In describing this terrain, Kopel debunks several myths. For product after product–from operating systems to browsers, office applications, and (largely beyond this book’s horizon) business server software–Microsoft has not behaved like the textbook monopolist, reducing output, raising price, and neglecting quality. Software prices have fallen by 60 percent on average in markets Microsoft entered, but only 15 percent in other software markets. Pure coincidence? Even trial court Judge Thomas Penfield Jackson, who likened Microsoft’s managers to gangsters, found that Microsoft “contributed to improving the quality of Web browsing software, lowering its cost, and increasing its availability, thereby benefiting consumers.”

Microsoft has not, moreover, been able to “leverage” its “monopoly power” in Windows to defeat applications consumers prefer. AOL’s subscriber base dwarfs MSN’s; Intuit’s Quicken leads Microsoft’s Money; RealNetworks’ media software prevails, despite the “bundling” of Media Player with Windows. Microsoft’s Internet Explorer browser only began seriously to erode the market share of Netscape’s Navigator when it was judged technically superior and when Microsoft, unlike Netscape, offered a version that could be embedded in AOL’s access software.

Kopel stresses, too, the competition Windows faces from software and hardware products–such as the Linux operating system, Web-based services, handheld digital devices, and interactive television–that were less widely used, or not even invented, when the Justice Department filed its complaint in 1998. He calls this expansion of the computing universe beyond the desktop a “paradigm shift not unlike the change” from the Ptolemaic to the Copernican view of the universe.

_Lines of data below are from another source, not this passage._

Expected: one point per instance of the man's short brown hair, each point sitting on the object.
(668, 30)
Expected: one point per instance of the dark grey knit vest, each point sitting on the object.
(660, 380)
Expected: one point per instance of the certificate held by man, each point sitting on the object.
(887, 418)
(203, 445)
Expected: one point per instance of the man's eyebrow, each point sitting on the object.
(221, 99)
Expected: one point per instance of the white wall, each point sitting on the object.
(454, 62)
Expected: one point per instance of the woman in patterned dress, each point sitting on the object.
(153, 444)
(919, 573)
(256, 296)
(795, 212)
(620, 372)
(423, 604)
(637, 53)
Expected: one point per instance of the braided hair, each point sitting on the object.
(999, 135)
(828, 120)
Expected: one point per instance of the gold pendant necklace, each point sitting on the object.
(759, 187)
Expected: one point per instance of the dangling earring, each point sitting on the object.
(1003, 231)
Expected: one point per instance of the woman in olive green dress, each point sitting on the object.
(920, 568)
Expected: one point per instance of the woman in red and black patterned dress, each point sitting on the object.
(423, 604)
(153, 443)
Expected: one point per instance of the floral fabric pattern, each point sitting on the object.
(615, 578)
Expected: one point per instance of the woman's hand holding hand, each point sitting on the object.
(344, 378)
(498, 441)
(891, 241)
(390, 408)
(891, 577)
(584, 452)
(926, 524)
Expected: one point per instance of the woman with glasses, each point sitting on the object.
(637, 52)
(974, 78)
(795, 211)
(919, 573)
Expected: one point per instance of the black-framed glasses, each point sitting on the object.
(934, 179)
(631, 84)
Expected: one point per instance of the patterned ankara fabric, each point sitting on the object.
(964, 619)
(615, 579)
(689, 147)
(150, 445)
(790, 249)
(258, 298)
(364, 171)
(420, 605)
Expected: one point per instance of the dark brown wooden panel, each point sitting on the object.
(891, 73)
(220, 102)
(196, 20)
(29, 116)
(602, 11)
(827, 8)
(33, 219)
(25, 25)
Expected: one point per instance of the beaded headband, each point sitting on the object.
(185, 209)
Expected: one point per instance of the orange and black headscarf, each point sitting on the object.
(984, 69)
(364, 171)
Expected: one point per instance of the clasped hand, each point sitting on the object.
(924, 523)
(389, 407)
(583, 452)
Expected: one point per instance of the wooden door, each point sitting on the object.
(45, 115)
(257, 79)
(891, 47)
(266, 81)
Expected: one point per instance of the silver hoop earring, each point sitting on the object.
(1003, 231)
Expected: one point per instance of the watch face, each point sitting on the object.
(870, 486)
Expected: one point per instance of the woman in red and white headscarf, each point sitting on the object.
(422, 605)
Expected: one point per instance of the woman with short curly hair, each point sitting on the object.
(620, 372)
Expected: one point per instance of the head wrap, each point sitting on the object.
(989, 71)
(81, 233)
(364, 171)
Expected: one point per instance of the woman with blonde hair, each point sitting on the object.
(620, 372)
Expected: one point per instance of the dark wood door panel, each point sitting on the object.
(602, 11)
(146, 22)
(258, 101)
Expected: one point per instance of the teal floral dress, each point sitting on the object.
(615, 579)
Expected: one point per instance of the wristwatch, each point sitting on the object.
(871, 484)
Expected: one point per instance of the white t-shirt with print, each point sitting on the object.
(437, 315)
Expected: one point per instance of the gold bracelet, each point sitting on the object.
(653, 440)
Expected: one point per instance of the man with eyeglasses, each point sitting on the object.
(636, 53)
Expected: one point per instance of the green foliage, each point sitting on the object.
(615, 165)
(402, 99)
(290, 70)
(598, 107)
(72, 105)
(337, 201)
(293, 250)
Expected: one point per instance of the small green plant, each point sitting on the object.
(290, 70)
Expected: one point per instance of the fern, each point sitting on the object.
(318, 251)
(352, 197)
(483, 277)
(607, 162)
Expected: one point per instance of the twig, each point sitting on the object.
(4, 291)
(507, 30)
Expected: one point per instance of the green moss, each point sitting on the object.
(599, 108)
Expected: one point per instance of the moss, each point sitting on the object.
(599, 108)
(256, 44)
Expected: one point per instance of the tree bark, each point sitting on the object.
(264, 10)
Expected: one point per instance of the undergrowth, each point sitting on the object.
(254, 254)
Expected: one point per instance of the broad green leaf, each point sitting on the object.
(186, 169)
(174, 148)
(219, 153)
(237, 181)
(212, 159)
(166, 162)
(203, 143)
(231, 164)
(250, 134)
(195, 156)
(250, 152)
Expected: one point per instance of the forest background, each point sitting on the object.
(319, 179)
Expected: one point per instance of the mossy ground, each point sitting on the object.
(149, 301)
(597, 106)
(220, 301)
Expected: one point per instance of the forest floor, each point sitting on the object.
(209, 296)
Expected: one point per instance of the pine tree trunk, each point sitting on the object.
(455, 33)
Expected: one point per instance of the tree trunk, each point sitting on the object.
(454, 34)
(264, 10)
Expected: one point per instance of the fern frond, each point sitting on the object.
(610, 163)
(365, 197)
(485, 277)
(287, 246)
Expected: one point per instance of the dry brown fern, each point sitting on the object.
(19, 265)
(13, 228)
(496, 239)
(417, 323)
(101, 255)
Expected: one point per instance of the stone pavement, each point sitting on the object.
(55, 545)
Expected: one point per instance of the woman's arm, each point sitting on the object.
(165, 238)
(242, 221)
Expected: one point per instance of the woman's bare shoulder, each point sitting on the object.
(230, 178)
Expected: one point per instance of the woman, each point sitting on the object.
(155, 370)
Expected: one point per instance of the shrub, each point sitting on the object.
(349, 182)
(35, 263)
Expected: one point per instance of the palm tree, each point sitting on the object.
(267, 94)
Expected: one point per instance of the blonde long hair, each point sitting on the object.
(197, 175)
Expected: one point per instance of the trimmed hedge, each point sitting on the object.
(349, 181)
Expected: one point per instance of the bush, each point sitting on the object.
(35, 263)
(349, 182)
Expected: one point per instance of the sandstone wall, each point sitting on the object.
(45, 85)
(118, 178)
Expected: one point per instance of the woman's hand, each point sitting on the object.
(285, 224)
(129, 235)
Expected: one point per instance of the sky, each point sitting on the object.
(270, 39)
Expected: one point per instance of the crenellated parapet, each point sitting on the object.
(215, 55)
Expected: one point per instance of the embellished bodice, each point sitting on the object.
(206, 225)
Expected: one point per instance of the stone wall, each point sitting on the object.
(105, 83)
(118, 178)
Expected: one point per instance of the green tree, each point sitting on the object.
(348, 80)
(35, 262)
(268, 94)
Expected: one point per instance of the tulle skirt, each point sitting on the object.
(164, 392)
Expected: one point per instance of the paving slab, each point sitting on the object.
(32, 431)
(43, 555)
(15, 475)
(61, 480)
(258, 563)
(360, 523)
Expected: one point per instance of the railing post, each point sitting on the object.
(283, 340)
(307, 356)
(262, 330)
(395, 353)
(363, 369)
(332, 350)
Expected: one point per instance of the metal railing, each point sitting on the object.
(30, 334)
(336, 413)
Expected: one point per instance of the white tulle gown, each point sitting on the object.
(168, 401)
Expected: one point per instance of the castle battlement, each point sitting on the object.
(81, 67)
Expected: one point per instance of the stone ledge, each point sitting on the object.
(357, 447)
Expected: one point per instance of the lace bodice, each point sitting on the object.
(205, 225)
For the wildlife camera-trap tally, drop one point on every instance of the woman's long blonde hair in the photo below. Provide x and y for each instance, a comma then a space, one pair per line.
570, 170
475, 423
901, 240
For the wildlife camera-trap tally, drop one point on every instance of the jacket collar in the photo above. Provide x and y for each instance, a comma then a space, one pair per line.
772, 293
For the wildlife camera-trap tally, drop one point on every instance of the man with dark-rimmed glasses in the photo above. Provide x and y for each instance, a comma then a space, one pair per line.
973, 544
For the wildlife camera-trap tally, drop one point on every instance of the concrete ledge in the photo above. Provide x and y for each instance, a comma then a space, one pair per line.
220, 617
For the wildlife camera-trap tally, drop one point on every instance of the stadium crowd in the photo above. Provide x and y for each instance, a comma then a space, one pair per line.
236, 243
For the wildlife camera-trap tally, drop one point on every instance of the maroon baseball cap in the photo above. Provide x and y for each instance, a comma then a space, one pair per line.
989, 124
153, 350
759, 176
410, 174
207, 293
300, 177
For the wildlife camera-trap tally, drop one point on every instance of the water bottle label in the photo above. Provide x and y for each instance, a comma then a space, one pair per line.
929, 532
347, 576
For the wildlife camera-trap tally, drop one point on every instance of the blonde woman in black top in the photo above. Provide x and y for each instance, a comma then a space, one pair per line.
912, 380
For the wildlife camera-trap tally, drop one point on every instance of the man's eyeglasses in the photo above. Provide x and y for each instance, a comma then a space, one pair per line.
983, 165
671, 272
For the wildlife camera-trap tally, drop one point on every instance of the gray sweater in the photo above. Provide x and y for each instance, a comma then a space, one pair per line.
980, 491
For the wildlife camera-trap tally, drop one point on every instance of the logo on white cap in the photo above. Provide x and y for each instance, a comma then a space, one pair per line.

Any such paradigm shift is, however, still unfolding and represents competition to Windows as yet more nascent than “intense.” A limited and, in Kopel’s view, “phony” market definition, including only Intel-compatible PC operating systems like Windows, survived on appeal because Microsoft failed to show that other products were reasonably interchangeable for the same purposes. In this narrowly defined market, Microsoft holds a sufficiently large share to be deemed, for antitrust purposes, a monopoly.

Why does Kopel strive to show that Microsoft is not–or at least does not behave like–a monopoly? Monopolies are suspect, if not evil, in the antitrust world; behavior that would otherwise be legal becomes illegal at the hands of a monopolist. But is a monopoly necessarily bad? Temporary monopolies may flow from market-transforming innovations, intellectual property rights, economies of scale, and network effects (with the value of an item increasing the more it is used by others)-all common in high-tech markets.

Kopel, as his subtitle suggests, entertains a sweeping vision: the end of antitrust. He rests his case on a review not only of United States v. Microsoft but of “antitrust’s greatest hits”: Standard Oil (1911), Alcoa (1945), and AT&T (1982). He does not mention an even more apposite case, United States v. IBM. Reagan antitrust chief William Baxter ended the IBM prosecution for a number of reasons: the cost of the 13-year litigation, the weak causal connection between illegal acts and market share, and the difficulty of fashioning relief that would inject competition but not retard innovation.

But antitrust policy has a life of its own and all too often, as Antitrust After Microsoft well shows, protects competitors and not competition.

Laura Bennett Peterson, an attorney, was an amicus curiae on the appeal of United States v. Microsoft.